Fundamento decisivo: Resolução CNJ n. 35/2007, art. 12-B, § 1º, com redação dada pela Resolução CNJ n. 571/2024: "§1° Formulado o pedido de escritura pública de inventário e partilha nas hipóteses deste artigo, deve ser apresentada, junto com o pedido, a certidão do testamento e, constatada a existência de disposição reconhecendo filho ou qualquer outra declaração irrevogável, a lavratura de escritura pública de inventário e partilha ficará vedada e o inventário deverá ser feito obrigatoriamente pela via judicial." Como a certidão do testamento revelou disposição de reconhecimento de filho de 10 anos, incide exatamente essa vedação expressa, tornando obrigatória a via judicial.

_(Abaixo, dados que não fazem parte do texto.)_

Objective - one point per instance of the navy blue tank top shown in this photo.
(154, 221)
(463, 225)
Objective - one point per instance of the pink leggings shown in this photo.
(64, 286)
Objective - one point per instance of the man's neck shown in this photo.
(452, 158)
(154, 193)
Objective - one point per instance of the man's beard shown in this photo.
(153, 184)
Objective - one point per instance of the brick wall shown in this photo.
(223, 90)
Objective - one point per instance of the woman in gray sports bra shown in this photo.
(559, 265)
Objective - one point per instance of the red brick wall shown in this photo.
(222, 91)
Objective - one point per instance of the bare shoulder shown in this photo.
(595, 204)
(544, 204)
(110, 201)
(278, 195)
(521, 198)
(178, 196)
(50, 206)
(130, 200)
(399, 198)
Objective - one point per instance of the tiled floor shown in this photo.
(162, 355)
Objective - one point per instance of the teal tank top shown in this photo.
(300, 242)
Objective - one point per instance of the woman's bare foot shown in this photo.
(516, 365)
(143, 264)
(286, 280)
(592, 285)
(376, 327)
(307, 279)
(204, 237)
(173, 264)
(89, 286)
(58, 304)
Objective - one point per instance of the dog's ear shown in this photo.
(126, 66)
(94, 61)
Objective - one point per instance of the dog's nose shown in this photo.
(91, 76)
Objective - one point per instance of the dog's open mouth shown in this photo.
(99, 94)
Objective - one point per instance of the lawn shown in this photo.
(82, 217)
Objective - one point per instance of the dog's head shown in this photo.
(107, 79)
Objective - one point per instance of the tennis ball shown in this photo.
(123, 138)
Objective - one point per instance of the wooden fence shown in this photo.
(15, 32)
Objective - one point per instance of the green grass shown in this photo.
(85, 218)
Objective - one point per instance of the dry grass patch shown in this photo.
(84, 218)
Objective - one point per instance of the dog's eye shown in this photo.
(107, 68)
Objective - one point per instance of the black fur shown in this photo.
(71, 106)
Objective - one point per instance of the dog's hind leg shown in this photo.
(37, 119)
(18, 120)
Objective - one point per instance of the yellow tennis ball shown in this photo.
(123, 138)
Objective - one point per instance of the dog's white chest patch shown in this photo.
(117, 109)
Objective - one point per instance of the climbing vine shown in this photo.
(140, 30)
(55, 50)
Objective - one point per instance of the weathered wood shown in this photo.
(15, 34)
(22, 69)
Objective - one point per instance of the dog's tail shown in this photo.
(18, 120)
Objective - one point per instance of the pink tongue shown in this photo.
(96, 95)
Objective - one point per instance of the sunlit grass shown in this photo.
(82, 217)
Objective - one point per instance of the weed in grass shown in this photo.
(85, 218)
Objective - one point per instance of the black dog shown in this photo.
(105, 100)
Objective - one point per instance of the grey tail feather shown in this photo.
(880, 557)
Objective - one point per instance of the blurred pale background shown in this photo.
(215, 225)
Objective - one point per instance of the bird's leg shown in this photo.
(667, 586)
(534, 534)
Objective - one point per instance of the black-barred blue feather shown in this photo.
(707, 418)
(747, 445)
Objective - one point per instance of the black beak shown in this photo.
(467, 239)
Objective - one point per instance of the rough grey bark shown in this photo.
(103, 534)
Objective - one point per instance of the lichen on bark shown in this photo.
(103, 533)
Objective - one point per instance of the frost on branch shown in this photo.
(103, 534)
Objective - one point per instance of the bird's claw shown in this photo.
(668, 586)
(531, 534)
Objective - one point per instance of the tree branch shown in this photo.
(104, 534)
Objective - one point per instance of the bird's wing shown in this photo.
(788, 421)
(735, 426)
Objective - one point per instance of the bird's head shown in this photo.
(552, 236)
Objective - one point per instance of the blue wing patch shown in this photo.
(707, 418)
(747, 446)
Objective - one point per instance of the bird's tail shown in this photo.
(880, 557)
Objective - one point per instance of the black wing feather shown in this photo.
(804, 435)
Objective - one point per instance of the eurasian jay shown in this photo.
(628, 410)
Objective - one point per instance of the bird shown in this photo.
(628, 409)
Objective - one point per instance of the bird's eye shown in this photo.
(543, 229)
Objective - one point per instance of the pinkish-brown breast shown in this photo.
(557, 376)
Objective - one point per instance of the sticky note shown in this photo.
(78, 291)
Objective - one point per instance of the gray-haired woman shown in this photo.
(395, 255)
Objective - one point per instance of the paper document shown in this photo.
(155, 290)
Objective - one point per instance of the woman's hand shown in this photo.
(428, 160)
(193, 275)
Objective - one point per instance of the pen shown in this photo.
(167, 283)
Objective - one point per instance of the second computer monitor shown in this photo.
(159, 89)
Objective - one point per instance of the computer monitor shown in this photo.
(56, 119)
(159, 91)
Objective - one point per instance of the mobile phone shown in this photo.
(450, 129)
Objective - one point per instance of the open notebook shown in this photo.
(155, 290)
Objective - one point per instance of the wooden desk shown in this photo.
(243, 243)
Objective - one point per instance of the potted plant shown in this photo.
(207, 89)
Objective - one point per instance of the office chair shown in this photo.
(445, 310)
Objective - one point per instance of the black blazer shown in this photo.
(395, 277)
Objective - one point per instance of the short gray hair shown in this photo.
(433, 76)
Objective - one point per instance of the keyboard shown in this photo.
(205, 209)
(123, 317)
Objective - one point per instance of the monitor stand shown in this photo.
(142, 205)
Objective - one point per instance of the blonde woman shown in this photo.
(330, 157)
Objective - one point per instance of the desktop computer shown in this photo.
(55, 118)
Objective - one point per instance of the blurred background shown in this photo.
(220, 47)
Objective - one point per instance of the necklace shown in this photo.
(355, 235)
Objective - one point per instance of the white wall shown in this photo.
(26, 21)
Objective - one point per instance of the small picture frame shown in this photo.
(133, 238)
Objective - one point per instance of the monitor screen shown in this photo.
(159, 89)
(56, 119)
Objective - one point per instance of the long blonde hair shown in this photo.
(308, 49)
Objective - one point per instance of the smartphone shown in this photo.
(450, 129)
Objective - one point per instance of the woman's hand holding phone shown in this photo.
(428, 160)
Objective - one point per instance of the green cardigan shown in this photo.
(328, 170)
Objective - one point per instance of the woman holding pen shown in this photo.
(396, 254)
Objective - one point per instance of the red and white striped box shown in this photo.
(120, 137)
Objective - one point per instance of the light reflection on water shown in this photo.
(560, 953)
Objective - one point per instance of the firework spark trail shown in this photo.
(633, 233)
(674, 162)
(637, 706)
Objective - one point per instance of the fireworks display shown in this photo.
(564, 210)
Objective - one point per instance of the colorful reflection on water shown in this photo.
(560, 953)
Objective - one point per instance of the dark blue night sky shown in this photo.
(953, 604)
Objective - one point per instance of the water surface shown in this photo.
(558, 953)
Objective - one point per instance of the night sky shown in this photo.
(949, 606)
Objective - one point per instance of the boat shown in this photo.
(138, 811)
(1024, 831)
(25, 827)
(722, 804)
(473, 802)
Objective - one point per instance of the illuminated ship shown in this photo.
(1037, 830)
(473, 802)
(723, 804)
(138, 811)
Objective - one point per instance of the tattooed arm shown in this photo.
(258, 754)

Tema central: Inventário extrajudicial com testamento
Análise das alternativas
A
Errada
Incorreta. A assistência por advogados devidamente habilitados não autoriza, por si só, a escritura. Esse dado corresponde apenas a requisito formal para a lavratura, nos termos do regime do inventário extrajudicial, mas a base é expressa em afirmar que a vedação do art. 12-B, § 1º, prevalece sobre requisitos gerais favoráveis. Como houve reconhecimento de filho na certidão do testamento, a escritura fica vedada apesar da presença dos advogados.
B
Errada
Incorreta. A norma aplicada não prevê solução intermediária de escritura permitida com posterior homologação judicial da partilha. Ao contrário, a base afirma que o art. 12-B, § 1º, impõe diretamente a vedação da escritura e determina que o inventário seja feito obrigatoriamente pela via judicial. Portanto, não há cabimento para escritura extrajudicial seguida de homologação.
C
Errada
Incorreta. O trânsito em julgado da ação de abertura e cumprimento do testamento, com autorização do juízo sucessório, satisfaz em tese requisito do art. 12-B, II, da Resolução CNJ n. 35/2007, que dispõe: "II – exista expressa autorização do juízo sucessório competente em ação de abertura e cumprimento de testamento válido e eficaz, em sentença transitada em julgado;". Mas esse requisito não elimina a vedação específica do § 1º quando a certidão do testamento contém disposição reconhecendo filho. A permissão geral do caput e do inciso II cede diante da proibição expressa do § 1º.
D
Errada
Incorreta. A vedação não decorre do simples fato de já ter havido decisão judicial cumprindo o testamento. A base deixa claro que a Resolução CNJ n. 35/2007, art. 12-B, caput, passou a admitir inventário extrajudicial mesmo com testamento: "Art. 12-B. É autorizado o inventário e a partilha consensuais promovidos extrajudicialmente por escritura pública, ainda que o autor da herança tenha deixando testamento, desde que obedecidos os seguintes requisitos:". Além disso, a própria decisão judicial de cumprimento do testamento integra requisito de admissibilidade do inciso II, e não causa de vedação. O que impede a escritura, neste caso, é especificamente o reconhecimento de filho na certidão do testamento.
E
Certa
A alternativa E está correta porque a hipótese não é resolvida apenas pela regra geral que admite inventário extrajudicial mesmo com testamento. O ponto decisivo é a vedação específica do art. 12-B, § 1º, da Resolução CNJ n. 35/2007. A base informa que, embora o art. 12-B, caput, autorize o inventário e a partilha consensuais por escritura pública mesmo havendo testamento, e embora o inciso II exija e no caso exista "expressa autorização do juízo sucessório competente em ação de abertura e cumprimento de testamento válido e eficaz, em sentença transitada em julgado", isso não prevalece quando a certidão do testamento contém disposição reconhecendo filho. Nessa situação, a própria norma determina dois efeitos jurídicos: vedação da lavratura da escritura e obrigatoriedade do inventário judicial. Por isso, a conclusão correta é a da alternativa E.
Pegadinha da questão
A banca misturou elementos que, em tese, favorecem a via extrajudicial — testamento já cumprido judicialmente, autorização do juízo sucessório e advogados habilitados — para induzir à aplicação da regra geral do art. 12-B, mas o caso era resolvido pela vedação específica do § 1º, porque a certidão do testamento reconhecia filho.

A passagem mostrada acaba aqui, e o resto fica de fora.